Haitian composer and conductor (1860–1936)

Occide Jeanty (1860–1936) was a Haitian composer, trumpeter, pianist and music director.

==Biography==
Occide Jeanty was born in 1860 in Port-au-Prince He was educated at Alexandre Pétion High School in Port-au-Prince. His father, Occilius Jeanty (1830–1882), was both director of the Central School of Music in Port-au-Prince, professor of mathematics at Alexandre Pétion High School, and director of the Military Music Corps attached to the National Palace.

After attending music classes at his father's Central School of Music, he obtained a scholarship to study at Paris with Jean-Baptiste Arban and Antoine François Marmontel.

In 1885, back in Haiti, the Haitian President, Lysius Salomon, appointed him on recommendation to the National Palace's Military Music Corps.

He composes mainly for the National Palace.

In 1915, during the occupation of Haiti by American forces, he left the army with the rank of general. He became a music teacher at Alexandre Pétion High School in Port-au-Prince.

In 1922, he was recalled by the president Louis Borno. He became the conductor of the National Guard until his death in 1936.

He had about twenty children, including Lydia Occide Jeanty, Haiti's first female minister. He also had Pauline, Quetsia, Dieudonne, Zita and Carl-Henry Jeanty.

== Works ==
Occide Jeanty composed eight military marches for the National Palace.

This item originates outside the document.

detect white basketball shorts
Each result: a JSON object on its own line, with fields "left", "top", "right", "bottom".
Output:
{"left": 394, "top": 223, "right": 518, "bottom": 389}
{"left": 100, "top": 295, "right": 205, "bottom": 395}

He also composed six funeral song for Haitian dignitaries and their families, including:
- Imprécations pour Dessalines, pour la commémoration de la mort de Jean-Jacques Dessalines.
- Cher Hyppolite, pour la mort de Florvil Hyppolite
- Nos l'armes, également pour Florvil Hyppolite
- Ti Sam, pour Tirésias Simon Sam
- Sur la tombe pour Nord Alexis

He also composed four patriotic song, among which:
- Quand nos Aïeux brisèrent leurs entraves (ou Chant national), avec les paroles d'Oswald Durand.
- 1804.

He also composed polkas (Pauvres et pauvres en 1901), gavottes and méringues (Zizipan).